Because Karter was born during the offseason, the new family will have a few months together before the start of another baseball season. Kevin's parents have visited from Indiana, and Kevin, Marisa and Karter will visit them in January.
For this first Christmas as parents, it'll be the three of them getting to know one another.
"The thing about that is, I know a lot of guys go on the paternity list during the season and then come back and play," Kiermaier said. "I tip my hat to those guys and to their wives. I don't know how they do it. The best thing about having him during the offseason is I can get terrible sleep and get up with him, and it doesn't matter. I don't have a game to get ready for at 7 o'clock.
"Taking care of a baby by themselves, these wives deserve an honor, a high honor. I can leave for a few hours to go work out and hit, and when I come back, I see how full her hands are."
One of the holiday traditions Kiermaier most remembers growing up in Indiana is how he and one of his brothers and a cousin would show up at a Christmas Eve family event in cutoff T-shirts.
Sounds like a silly little thing -- a bunch of boys at grandma's house. Funny how the silly little things are those that still have a special place in the heart and mind.
"I don't remember how it originated," he said. "It was when I was 7, 8, 9 years old. It was cold then, and we wanted to show everyone how tough we were. I took a lot of pride in that as funny as it sounds now."
Now for something completely different: figuring out this parenting thing.

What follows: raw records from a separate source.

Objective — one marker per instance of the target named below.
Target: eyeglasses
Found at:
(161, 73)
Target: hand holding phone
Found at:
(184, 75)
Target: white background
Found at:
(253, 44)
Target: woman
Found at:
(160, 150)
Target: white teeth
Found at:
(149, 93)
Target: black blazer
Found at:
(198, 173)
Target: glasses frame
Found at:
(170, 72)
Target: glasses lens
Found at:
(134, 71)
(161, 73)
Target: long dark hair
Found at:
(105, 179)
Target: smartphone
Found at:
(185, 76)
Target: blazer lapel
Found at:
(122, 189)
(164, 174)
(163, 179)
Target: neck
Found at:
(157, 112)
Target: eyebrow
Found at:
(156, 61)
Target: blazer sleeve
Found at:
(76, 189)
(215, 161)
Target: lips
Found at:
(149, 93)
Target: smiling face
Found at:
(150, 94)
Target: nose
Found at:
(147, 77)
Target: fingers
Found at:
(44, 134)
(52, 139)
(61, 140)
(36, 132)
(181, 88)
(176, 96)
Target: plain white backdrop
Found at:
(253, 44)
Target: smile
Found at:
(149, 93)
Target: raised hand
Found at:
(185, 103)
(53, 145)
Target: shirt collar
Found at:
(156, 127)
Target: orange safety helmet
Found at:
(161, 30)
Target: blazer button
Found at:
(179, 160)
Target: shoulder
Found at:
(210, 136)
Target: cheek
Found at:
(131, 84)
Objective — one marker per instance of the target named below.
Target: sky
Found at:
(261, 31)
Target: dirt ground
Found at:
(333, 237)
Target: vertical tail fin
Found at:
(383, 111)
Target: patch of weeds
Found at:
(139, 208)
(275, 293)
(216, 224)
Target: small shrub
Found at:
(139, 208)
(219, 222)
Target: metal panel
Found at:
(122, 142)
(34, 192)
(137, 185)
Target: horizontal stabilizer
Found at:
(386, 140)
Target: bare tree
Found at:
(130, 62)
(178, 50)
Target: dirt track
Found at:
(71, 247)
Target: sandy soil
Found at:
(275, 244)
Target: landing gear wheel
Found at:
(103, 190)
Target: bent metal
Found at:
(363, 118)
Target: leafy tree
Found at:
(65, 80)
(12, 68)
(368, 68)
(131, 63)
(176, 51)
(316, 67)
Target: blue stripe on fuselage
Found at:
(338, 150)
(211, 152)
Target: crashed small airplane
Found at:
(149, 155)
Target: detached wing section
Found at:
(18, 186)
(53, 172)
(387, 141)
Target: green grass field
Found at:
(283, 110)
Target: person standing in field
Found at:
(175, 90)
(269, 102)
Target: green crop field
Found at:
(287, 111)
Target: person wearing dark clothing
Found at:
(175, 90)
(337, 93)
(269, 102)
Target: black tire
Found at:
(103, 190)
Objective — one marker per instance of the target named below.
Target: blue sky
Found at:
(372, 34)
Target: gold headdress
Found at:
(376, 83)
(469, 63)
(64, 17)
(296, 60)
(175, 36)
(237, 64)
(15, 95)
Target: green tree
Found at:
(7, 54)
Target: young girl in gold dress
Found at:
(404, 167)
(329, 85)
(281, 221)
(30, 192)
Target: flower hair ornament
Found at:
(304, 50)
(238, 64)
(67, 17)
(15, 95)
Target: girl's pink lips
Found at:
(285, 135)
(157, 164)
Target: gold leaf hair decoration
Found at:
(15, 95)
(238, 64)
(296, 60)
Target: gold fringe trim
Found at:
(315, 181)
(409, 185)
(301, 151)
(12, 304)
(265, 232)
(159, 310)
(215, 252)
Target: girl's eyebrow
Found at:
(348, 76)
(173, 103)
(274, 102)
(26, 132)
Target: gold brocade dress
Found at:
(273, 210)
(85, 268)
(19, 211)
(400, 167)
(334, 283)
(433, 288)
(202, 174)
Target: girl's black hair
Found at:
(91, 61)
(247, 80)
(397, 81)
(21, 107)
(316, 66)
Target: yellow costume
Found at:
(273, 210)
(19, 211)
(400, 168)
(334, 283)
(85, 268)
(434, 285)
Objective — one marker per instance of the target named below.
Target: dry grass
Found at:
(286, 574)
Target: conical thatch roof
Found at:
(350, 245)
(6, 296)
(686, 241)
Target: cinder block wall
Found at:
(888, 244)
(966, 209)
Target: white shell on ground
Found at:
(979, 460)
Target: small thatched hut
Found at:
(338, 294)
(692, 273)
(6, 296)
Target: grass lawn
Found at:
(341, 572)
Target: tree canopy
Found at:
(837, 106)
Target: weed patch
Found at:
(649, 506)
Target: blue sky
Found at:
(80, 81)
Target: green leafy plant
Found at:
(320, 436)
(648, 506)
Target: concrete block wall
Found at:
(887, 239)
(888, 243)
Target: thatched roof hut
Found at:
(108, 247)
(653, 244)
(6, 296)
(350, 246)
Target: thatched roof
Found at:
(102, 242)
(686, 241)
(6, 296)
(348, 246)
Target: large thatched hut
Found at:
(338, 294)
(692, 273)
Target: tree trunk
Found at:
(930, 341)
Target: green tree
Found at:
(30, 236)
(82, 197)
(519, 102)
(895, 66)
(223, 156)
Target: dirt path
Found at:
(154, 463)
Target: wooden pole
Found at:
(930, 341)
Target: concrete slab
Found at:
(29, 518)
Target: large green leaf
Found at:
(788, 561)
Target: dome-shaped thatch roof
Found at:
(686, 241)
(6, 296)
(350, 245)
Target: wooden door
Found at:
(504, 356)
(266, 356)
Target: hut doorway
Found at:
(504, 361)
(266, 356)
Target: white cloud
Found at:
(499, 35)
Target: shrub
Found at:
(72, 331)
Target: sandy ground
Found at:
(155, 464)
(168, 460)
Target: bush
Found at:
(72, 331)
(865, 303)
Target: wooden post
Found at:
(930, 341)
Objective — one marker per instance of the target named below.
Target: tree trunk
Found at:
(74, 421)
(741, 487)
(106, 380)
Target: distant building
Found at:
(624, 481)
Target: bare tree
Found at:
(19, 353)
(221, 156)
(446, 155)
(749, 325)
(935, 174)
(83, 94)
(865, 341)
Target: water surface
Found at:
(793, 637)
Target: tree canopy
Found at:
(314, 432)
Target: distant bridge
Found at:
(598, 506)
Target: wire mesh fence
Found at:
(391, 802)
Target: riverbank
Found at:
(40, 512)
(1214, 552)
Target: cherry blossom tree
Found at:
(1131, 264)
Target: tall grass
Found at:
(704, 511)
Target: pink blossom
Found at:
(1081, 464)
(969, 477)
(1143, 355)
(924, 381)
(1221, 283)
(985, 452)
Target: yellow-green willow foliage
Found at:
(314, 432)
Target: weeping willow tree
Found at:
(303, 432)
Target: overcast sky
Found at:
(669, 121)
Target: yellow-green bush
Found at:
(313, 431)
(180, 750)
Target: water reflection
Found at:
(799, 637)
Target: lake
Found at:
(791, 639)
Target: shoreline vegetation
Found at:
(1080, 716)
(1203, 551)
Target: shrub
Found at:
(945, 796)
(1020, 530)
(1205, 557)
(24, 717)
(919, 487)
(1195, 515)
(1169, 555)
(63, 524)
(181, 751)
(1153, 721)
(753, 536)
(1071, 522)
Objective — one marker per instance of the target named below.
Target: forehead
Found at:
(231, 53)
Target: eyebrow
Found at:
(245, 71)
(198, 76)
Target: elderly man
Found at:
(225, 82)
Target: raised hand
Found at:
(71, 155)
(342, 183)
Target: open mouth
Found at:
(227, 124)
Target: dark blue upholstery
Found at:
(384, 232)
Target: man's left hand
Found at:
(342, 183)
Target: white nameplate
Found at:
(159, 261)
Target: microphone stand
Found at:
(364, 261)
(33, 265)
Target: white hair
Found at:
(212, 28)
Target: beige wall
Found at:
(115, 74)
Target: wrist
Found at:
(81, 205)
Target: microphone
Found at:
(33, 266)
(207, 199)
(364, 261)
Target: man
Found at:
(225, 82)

"He's doing great, awesome," Kiermaier said of the baby. "Thanksgiving was special, and I can't wait to wake up on Christmas morning with him. We're looking forward to dressing him up and just being with him. I know it's just another day for him, but we have a full lifetime ahead, looking forward to days like this. We're looking forward to creating our own family traditions."
Life comes at you fast. Kiermaier and his two brothers were married within a span of a few weeks last offseason. His bachelor party was a bow fishing trip to Wisconsin. With a honeymoon to Antigua, his brothers' weddings and the Wisconsin trip, Kiermaier traveled more than 8,000 miles. This offseason will be a bit calmer, but even more interesting.
"This is the greatest feeling in the world," he said. "We're thankful it happened like this for us, so we can figure out how to be parents for four or five months before baseball."